Cytokines induce uridine phosphorylase in mouse colon 26 carcinoma cells and make the cells more susceptible to 5'-deoxy-5-fluorouridine

The antiproliferative activity of 5-fluorouracil (5-FUra) and 5′-deoxy-5-fluorouridine (5′-dFUrd), used in combination with typical cytokines and growth factors, was investigated in mouse colon 26 carcinoma cells. Tumor necrosis factor α (TNFα), interleukin-1a (IL-1α), and interferon γ (IFNγ) at low doses showing < 50% inhibition of cell growth by themselves enhanced the susceptibility of the cells to the activity of 5′-dFUrd. In particular, a mixture of these cytokines greatly enhanced the activity of 5′-dFUrd and 5-FUra by up to 12.4- and 2.7-fold, respectively, whereas the activity of other cytostatics was only slightly changed (< 1.5-fold). Basic fibroblast growth factor also increased the susceptibility, but only to 5′-dFUrd. This preferential enhancement of the activity of 5′-dFUrd would be due to induction by the cytokines of uridine phosphorylase (Urd Pase), by which 5′-dFUrd is converted to 5-FUra. TNFα, IL-1α, IFNγ, and a mixture of these factors increased the enzyme activity by up to 3.7-fold in colon 26 cells.

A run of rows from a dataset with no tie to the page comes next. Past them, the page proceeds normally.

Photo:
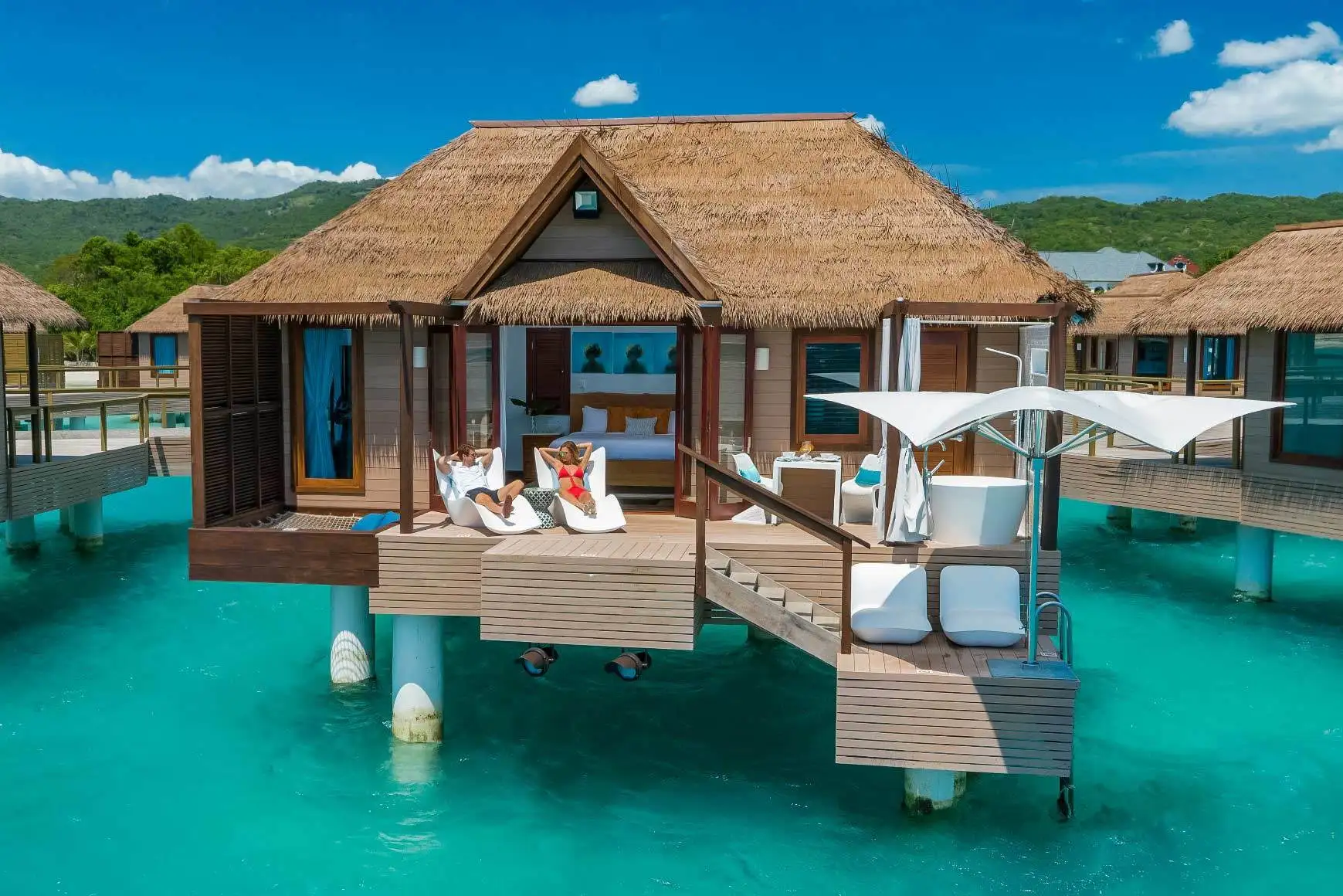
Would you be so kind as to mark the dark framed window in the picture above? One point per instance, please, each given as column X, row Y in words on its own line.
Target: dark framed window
column 830, row 363
column 1151, row 356
column 328, row 398
column 1310, row 374
column 1219, row 358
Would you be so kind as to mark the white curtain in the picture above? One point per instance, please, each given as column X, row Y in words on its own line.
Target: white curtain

Consequently, the anabolism of 5′-dFUrd to fluoronucleotides and the incorporation of 5-FUra into RNA in colon 26 cells were increased by TNFα treatment. In addition, the increase by the cytokine mixture in the susceptibility to 5′-dFUrd was abolished by an inhibitor of Urd Pase, 2,2′-anhydro-5-ethyluridine. These results indicate that induction of Urd Pase activity by cytokines is a critical event that increases the susceptibility to 5′-dFUrd.